The first is the ideal situation. You’re sitting in your class and your professor is captivating your attention about their research. Whether is be a quick plug or they use it as an example, it fascinates you and you want, no need, to know more. Well, great news! Your professor did not just bring it up for fun, rather they know the people in your class would find it interesting, and maybe even interesting enough to talk to them about it. This brings me to the first form of communication: talking. Set up a meeting, go to office hours, or chat after class! Maybe you see them in the public (I know it’s crazy to see they are real people). Go and start up a conversation and tell them that you find their research interesting. Once you’ve started the conversation, it will be hard to stop. Your professor will see your interest and will give you more details about individual projects, group projects, and ways you could even join! That is the dream! But let’s be honest… it isn’t always that easy.

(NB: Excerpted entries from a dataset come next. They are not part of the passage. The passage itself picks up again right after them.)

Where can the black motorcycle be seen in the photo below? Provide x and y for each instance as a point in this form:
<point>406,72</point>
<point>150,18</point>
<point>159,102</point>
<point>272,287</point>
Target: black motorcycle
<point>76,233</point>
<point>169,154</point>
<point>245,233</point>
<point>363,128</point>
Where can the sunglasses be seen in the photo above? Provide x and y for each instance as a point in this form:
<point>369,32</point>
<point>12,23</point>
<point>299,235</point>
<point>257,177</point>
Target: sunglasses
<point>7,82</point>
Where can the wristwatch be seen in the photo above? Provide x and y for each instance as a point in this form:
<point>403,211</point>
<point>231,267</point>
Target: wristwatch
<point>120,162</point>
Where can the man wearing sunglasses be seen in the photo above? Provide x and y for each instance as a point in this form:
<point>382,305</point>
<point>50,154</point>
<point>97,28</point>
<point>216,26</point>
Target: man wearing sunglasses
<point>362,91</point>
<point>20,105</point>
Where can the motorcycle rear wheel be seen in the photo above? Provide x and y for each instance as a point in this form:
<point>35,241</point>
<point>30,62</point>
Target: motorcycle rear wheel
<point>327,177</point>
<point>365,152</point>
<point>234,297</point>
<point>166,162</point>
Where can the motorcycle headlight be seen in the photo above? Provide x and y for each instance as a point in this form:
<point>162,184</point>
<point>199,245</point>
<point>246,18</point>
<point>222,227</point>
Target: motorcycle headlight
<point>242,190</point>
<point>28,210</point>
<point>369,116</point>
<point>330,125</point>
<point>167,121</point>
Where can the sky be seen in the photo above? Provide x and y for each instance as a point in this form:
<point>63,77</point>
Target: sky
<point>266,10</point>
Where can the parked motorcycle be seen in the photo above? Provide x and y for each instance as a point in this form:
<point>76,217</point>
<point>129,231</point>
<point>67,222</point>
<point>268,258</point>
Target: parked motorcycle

The second way is how I got involved in research. I was a wee little freshman and I went with some friends to a research fair. It sounded fun, but I wasn’t planning on looking for anything in particular. About 10 minutes into the fair, I found a poster about N. gonnorrhaea. I listened to the presentation and I was hooked. I was, and still am, a pre-medical student and I always believed that I would find a lab that worked with people and muscles and diabetes. However, I found myself falling down the microbiology rabbit hole and I was hooked. But there was one problem… I didn’t know the professor of the lab. He was an upper level microbiology professor who only taught two senior level courses. How was I supposed to find out more about this lab? \

Cue the scary music for Gen Z texters…. I emailed him. I hate emailing. I’m bad at it, I don’t know formatting, and I never know how to start, end, or even relay the message I want to say. Good news is I found a million articles with formats and tips on how to reach out and I sent out a basic, “what is your lab?” email. Within a week, I received one back with information and asking if I’d like to set up a meeting to talk more. And that was the beginning of my life as a researcher. Not every professor will be as quick or as willing to throw up a meeting. Many projects have already begun or are finishing up, so don’t be discouraged!

What if they say no?

To start, you are not alone. Before I sent out the email to the lab I am in now, I sent an email to a heart attack lab and the professor never emailed me back. This will happen. Professors are busy people, their lab might be full, or they might require you have taken classes that you haven’t. But do not give up! There are many many labs out there and one no can be followed by 10 yeses. Keep in mind the ones you didn’t get into because sometimes all you have to do is resend another email, ask again in a year, or take the class you haven’t.

Hi! I am Maddie! I am a science major who loves all branches on the tree of life! I am a huge nerd about microbiology, animal anatomy, health disparities, Appalachian culture, feminism in science, and chemistry!